Step 3. Stretch the loan out a few more years. If reducing the interest rate doesn’t get your payment low enough, then the servicer can extend the term of the loan for up to 40 years. So basically, you’re turning your 30 year mortgage note into a 40+ year mortgage note. This ultimately is a pro-bank provision, because they get to collect more interest. But it still is a good deal for you if its the only way you can afford your home.
Step 4. Defer Principal. This is a consumer-friendly part. If, after going through steps 1, 2, and 3, your payment is still more than 31% DTI (or whatever the target ratio is in your case), they start reducing the amount of principal that gathers interest until they get to the target payment amount. So if your balance is $95,000 and even after reducing the interest to market rate and stretching the loan out to 40 years, they’d have to take interest on only $80,000 of the balance in order to get your payment low enough, then that’s what they do. What about the rest? It gets “deferred” – which basically means that you owe it at the end of the loan – either as a balloon payment (if you live long enough to pay it all off) or it has to be paid whenever you sell or refinance the property.

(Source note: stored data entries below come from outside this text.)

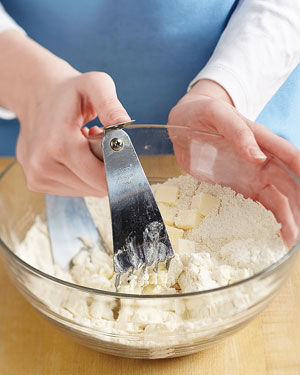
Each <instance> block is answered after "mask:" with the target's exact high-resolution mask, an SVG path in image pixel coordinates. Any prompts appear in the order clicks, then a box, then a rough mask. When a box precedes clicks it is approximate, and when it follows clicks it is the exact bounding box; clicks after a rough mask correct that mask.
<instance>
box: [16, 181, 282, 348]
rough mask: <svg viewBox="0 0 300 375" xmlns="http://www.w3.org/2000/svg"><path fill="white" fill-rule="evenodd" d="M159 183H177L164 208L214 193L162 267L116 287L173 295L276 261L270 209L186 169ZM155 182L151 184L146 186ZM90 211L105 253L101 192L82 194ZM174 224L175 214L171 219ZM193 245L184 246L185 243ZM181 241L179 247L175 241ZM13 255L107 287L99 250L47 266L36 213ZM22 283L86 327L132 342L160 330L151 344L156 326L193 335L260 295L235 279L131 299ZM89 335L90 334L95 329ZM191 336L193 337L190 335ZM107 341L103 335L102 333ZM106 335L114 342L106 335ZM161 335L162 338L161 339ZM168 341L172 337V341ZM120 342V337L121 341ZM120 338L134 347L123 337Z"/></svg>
mask: <svg viewBox="0 0 300 375" xmlns="http://www.w3.org/2000/svg"><path fill="white" fill-rule="evenodd" d="M165 185H171V186H178V188H179V197H178V201H177V203H176V207H174V208H172V211H171V212H174V215H178V214H179V213H180V210H189V209H191V202H192V198H193V196H194V195H197V194H200V193H201V192H202V193H207V194H210V195H212V196H215V197H218V198H219V202H220V203H219V204H218V205H217V206H216V207H214V208H213V209H212V210H211V211H210V212H209V213H208V214H207V215H206V216H205V217H204V218H203V220H201V222H200V224H199V225H198V226H197V227H196V228H194V229H188V230H184V231H183V239H185V240H189V241H190V242H188V244H189V249H195V252H190V251H188V252H187V251H186V250H185V248H183V244H184V243H187V242H185V241H179V242H178V251H177V253H176V255H175V257H174V259H173V260H172V261H171V264H170V268H169V270H168V271H167V269H166V267H165V264H162V263H161V264H159V267H158V272H155V271H154V269H153V268H154V267H149V268H147V269H146V271H145V272H137V273H134V274H133V275H131V276H130V277H129V279H128V278H127V276H126V275H125V276H123V277H122V280H121V281H122V282H121V287H120V290H119V291H120V292H123V293H135V294H166V295H167V294H180V293H186V292H193V291H201V290H207V289H214V288H218V287H221V286H225V285H229V284H232V283H234V282H236V281H239V280H242V279H245V278H248V277H250V276H252V275H253V274H255V273H257V272H259V271H261V270H263V269H264V268H266V267H268V266H269V265H271V264H272V263H274V262H276V261H277V260H279V259H280V258H281V257H282V256H283V255H284V254H285V253H286V251H287V250H286V247H285V245H284V242H283V240H282V238H281V236H280V229H281V226H280V224H278V223H277V222H276V220H275V217H274V215H273V214H272V212H270V211H268V210H266V209H265V208H264V207H263V206H262V205H260V204H259V203H256V202H254V201H253V200H251V199H245V198H244V197H243V196H242V195H240V194H236V193H235V192H234V191H233V190H232V189H230V188H228V187H221V186H219V185H211V184H208V183H206V182H202V183H200V184H198V182H197V181H196V180H195V179H194V178H193V177H192V176H189V175H186V176H180V177H178V178H173V179H170V180H168V181H166V182H165ZM158 187H159V184H158V185H154V186H153V187H152V188H153V192H154V193H155V191H156V190H157V188H158ZM86 202H87V205H88V207H89V210H90V212H91V215H92V217H93V219H94V221H95V223H96V225H97V227H98V229H99V231H100V233H101V236H102V238H103V239H104V242H105V244H106V247H107V249H108V251H110V252H111V251H112V249H113V244H112V232H111V224H110V223H111V219H110V211H109V203H108V198H107V197H105V198H101V199H99V198H86ZM175 222H176V220H175ZM191 241H192V242H193V243H194V244H195V246H194V247H193V246H190V244H191V243H192V242H191ZM181 246H182V247H181ZM16 254H17V255H18V256H19V257H20V258H22V259H23V260H24V261H26V262H28V263H29V264H31V265H32V266H34V267H37V268H39V269H41V270H42V271H44V272H46V273H49V274H51V275H55V276H57V277H59V278H62V279H64V280H67V281H71V282H73V283H76V284H80V285H84V286H88V287H92V288H95V289H102V290H107V291H115V274H114V272H113V262H112V256H110V255H108V254H107V253H104V252H102V251H99V250H98V251H91V250H88V249H82V250H81V251H80V252H79V253H78V254H77V255H76V256H75V257H74V259H73V262H72V267H71V269H70V270H69V271H64V270H61V269H60V268H59V267H58V266H57V265H54V264H53V262H52V257H51V249H50V243H49V238H48V231H47V226H46V224H45V223H43V222H42V221H41V219H40V218H37V220H36V223H35V224H34V225H33V227H32V228H31V229H30V230H29V231H28V233H27V235H26V237H25V239H24V241H23V242H22V243H21V244H19V245H18V246H17V248H16ZM27 287H28V288H29V289H30V290H31V291H32V293H34V294H35V295H37V296H38V298H40V299H41V300H42V301H43V302H44V303H45V304H47V306H49V308H50V309H51V310H53V311H55V312H56V313H58V314H60V315H62V316H65V317H67V318H68V319H72V320H74V321H76V322H79V323H81V324H83V323H84V324H85V325H86V326H90V327H98V328H99V327H101V329H107V330H108V331H109V332H110V333H114V334H115V335H120V334H121V333H122V332H123V333H124V334H128V333H130V332H132V333H139V334H140V336H139V341H138V343H136V345H142V346H150V347H151V345H154V346H159V345H162V344H166V343H169V342H170V340H169V339H168V337H169V336H168V335H167V334H166V337H165V338H162V339H161V342H159V343H158V342H157V338H156V339H155V338H154V336H155V335H157V333H158V332H166V333H170V332H174V331H175V330H177V329H180V330H181V331H182V335H183V336H182V337H183V338H182V339H183V340H189V339H190V338H191V337H194V336H195V337H196V336H197V330H199V329H200V328H201V327H203V326H204V327H205V326H209V325H211V324H217V323H218V322H222V321H226V319H227V318H228V317H229V316H230V317H232V316H234V315H235V314H238V313H240V312H243V311H244V310H245V309H247V308H248V307H249V306H250V304H253V303H255V302H257V301H258V300H259V298H263V295H264V289H263V287H262V285H261V284H260V286H259V288H257V287H256V285H242V286H240V287H239V288H237V289H235V290H234V291H228V292H227V291H223V292H222V293H215V294H213V295H210V294H207V295H203V296H199V298H198V297H197V298H196V297H195V298H193V299H191V298H189V299H178V298H175V299H174V298H173V299H166V300H165V299H160V300H153V302H151V301H149V300H138V299H129V300H128V299H120V301H119V303H117V302H116V301H115V299H112V298H109V297H107V298H106V297H104V296H93V295H87V294H84V293H79V292H78V291H75V290H74V291H72V290H63V289H62V290H61V293H58V292H57V290H56V288H55V287H54V286H53V285H48V284H47V283H46V282H45V283H44V284H43V285H41V282H40V283H38V282H36V280H35V281H34V282H33V281H30V282H27ZM95 335H96V333H95ZM193 335H194V336H193ZM107 339H108V338H107ZM109 340H111V341H116V342H117V341H118V342H122V339H118V338H116V336H115V337H114V338H113V337H111V338H110V339H109ZM168 340H169V341H168ZM173 340H174V339H173ZM125 341H126V340H125ZM125 341H124V342H122V343H126V344H130V345H135V344H134V343H130V342H125Z"/></svg>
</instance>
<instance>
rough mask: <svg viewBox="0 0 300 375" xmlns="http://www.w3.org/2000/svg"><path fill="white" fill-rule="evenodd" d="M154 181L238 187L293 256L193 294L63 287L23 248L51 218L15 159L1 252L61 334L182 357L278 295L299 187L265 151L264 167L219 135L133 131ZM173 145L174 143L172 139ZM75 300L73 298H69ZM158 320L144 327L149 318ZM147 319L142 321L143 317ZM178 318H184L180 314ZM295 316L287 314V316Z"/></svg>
mask: <svg viewBox="0 0 300 375" xmlns="http://www.w3.org/2000/svg"><path fill="white" fill-rule="evenodd" d="M126 131H128V134H129V135H130V137H131V139H132V141H133V143H134V145H135V147H136V150H137V152H138V154H139V156H140V159H141V162H142V164H143V167H144V169H145V172H146V175H147V177H148V179H149V181H150V183H157V182H163V181H165V180H166V179H168V178H170V177H176V176H179V175H181V174H183V173H184V171H186V172H188V173H190V174H192V175H193V176H195V177H196V178H197V179H198V180H205V181H209V182H216V183H219V184H221V185H224V186H230V187H232V188H233V189H234V190H236V191H237V192H240V193H242V194H244V195H245V196H246V197H252V198H253V199H255V200H257V201H259V202H260V203H261V204H263V205H264V206H265V207H266V208H269V209H271V210H273V212H274V213H275V215H276V217H277V220H278V221H280V222H281V223H282V224H283V229H282V234H283V236H284V237H285V239H286V242H287V243H288V245H289V246H288V248H289V251H288V252H287V254H286V255H285V256H284V257H282V258H281V259H280V260H278V261H277V262H276V263H275V264H273V265H271V266H269V267H268V268H266V269H264V270H263V271H261V272H259V273H258V274H256V275H254V276H252V277H250V278H248V279H245V280H242V281H240V282H236V283H233V284H231V285H228V286H224V287H220V288H217V289H211V290H206V291H199V292H193V293H186V294H176V295H175V294H174V295H170V294H168V295H133V294H122V293H114V292H107V291H102V290H96V289H92V288H88V287H84V286H80V285H75V284H72V283H70V282H66V281H62V280H60V279H58V278H56V277H54V276H51V275H48V274H46V273H44V272H42V271H41V270H39V269H36V268H34V267H32V266H31V265H30V264H28V263H26V262H25V261H24V260H22V259H20V258H19V257H18V256H16V255H15V249H16V246H17V244H18V243H20V242H21V241H22V240H23V239H24V237H25V234H26V232H27V231H28V229H29V228H30V227H31V226H32V225H33V224H34V221H35V218H36V216H37V215H41V217H44V218H45V215H44V211H45V204H44V197H43V195H42V194H37V193H32V192H30V191H29V190H28V189H27V187H26V182H25V178H24V175H23V172H22V169H21V167H20V166H19V164H18V163H17V162H14V163H13V164H12V165H10V166H9V167H8V168H7V169H6V170H5V171H4V172H3V173H2V175H1V176H0V212H1V218H0V245H1V246H0V248H1V255H2V258H3V261H4V263H5V265H6V268H7V271H8V273H9V275H10V277H11V279H12V280H13V282H14V283H15V285H16V286H17V288H18V289H19V290H20V291H21V292H22V293H23V295H24V296H25V298H26V299H27V300H28V301H29V302H30V303H31V304H32V305H33V306H34V307H35V308H36V309H37V310H38V311H40V312H41V313H42V314H43V315H44V316H45V317H47V318H48V319H49V320H50V321H51V322H52V323H53V324H54V325H56V326H57V327H58V328H60V329H61V330H63V331H64V332H66V333H67V334H69V335H70V336H72V337H74V339H76V340H78V341H79V342H81V343H82V344H84V345H87V346H90V347H92V348H94V349H97V350H100V351H102V352H104V353H109V354H113V355H117V356H124V357H132V358H165V357H177V356H183V355H187V354H191V353H194V352H197V351H200V350H202V349H204V348H206V347H208V346H209V345H211V344H213V343H215V342H218V341H220V340H222V339H223V338H225V337H226V336H228V335H231V334H232V333H234V332H235V331H237V330H238V329H240V328H241V327H243V326H244V325H246V324H247V323H248V322H249V321H250V320H251V319H253V318H254V317H255V316H256V315H257V314H258V313H259V312H260V311H262V310H263V309H264V308H265V307H266V306H267V304H268V303H269V302H270V301H271V300H272V298H274V296H275V294H276V293H277V292H278V290H279V289H280V287H281V286H282V285H283V283H284V281H285V280H286V278H287V277H288V276H289V274H290V272H291V268H292V266H293V264H294V263H295V261H296V257H297V255H298V250H299V241H298V227H299V224H300V220H299V211H300V210H299V205H300V184H299V180H298V179H297V177H296V176H295V175H294V174H293V173H292V172H291V171H289V170H288V168H287V167H286V166H285V165H284V164H283V163H282V162H281V161H280V160H278V159H276V158H275V157H273V156H272V155H270V154H269V153H267V152H266V154H267V156H268V159H267V161H266V162H265V163H263V164H262V165H253V164H250V163H249V162H247V161H246V160H244V159H242V158H240V157H239V156H238V155H237V154H236V153H235V152H234V151H233V150H232V148H231V147H230V145H229V144H228V143H227V142H226V140H225V139H224V138H223V137H221V136H220V135H217V134H212V133H205V132H201V131H196V130H192V129H190V128H185V127H172V126H170V127H168V128H166V127H165V126H159V125H134V126H131V127H130V128H129V129H127V130H126ZM171 140H172V141H171ZM66 296H67V297H66ZM64 298H71V299H72V300H73V301H75V302H76V303H78V306H79V307H78V308H80V306H81V303H84V304H87V305H88V304H89V303H90V301H92V300H93V301H94V300H96V301H98V304H99V305H100V306H102V308H103V309H105V308H107V307H110V308H112V307H113V309H112V311H113V314H117V310H118V306H120V305H121V306H125V305H126V306H128V309H135V311H139V313H140V314H136V315H135V318H132V317H130V315H128V319H126V317H125V318H124V319H123V321H120V322H116V321H115V316H112V317H111V319H101V320H91V319H88V318H87V317H82V318H81V319H79V318H78V317H77V318H76V317H74V316H73V315H72V313H70V312H69V311H66V310H65V309H63V308H62V307H61V302H62V300H63V299H64ZM182 309H186V313H185V315H184V319H183V320H178V321H176V319H175V320H174V319H173V320H170V321H168V319H165V322H164V323H161V317H162V316H163V314H164V312H165V311H166V310H167V311H170V310H171V311H173V312H175V313H176V311H181V312H182ZM149 311H150V312H151V313H152V314H154V315H155V314H156V315H155V316H157V321H156V322H155V321H154V320H155V318H153V317H152V324H150V325H147V324H145V320H144V317H145V314H147V313H149ZM143 314H144V315H143ZM175 315H176V314H175ZM139 317H140V318H139ZM287 318H288V317H287Z"/></svg>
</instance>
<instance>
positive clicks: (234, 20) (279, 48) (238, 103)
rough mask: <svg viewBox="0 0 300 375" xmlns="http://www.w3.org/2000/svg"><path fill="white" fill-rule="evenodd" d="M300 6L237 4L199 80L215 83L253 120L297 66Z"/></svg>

Step 5. NPV Test. Once they’ve figured out what it would take to get your payment to the required level, they do a “Net Present Value” test – a test that determines if the bank will make more money by giving you the loan mod or just foreclosing. This test takes into account your credit score (the likelihood of you paying back the loan), the property value, and other things to help the servicer figure out if modifying your loan is a winning or losing proposition. If you are “NPV positive” – meaning that giving you a loan mod will make you more money – then they have to offer you a modification.
Step 6. Trial Period Plan. Once the computers have decided that you qualify, then they offer you a trial period plan – basically they give you 3 months during which you can make your modified payment, rather than your previous payment. If you make all three of these payments on time, they have to give you a permanent modification. Yes, they have to. If they don’t, give me a call, and we’ll fix it.
Step 7. Permanent Modification. Once completed your trial payments, they offer you a permanent modification, which you can either accept or reject. If its a better deal for you, take it. If not, reject it.
Long story short, you can get a really good deal through the HAMP program, but it isn’t all about helping homeowners. The banks not only are protected from unwanted losses, but they also get direct cash payments from the government for offering you a successful modification.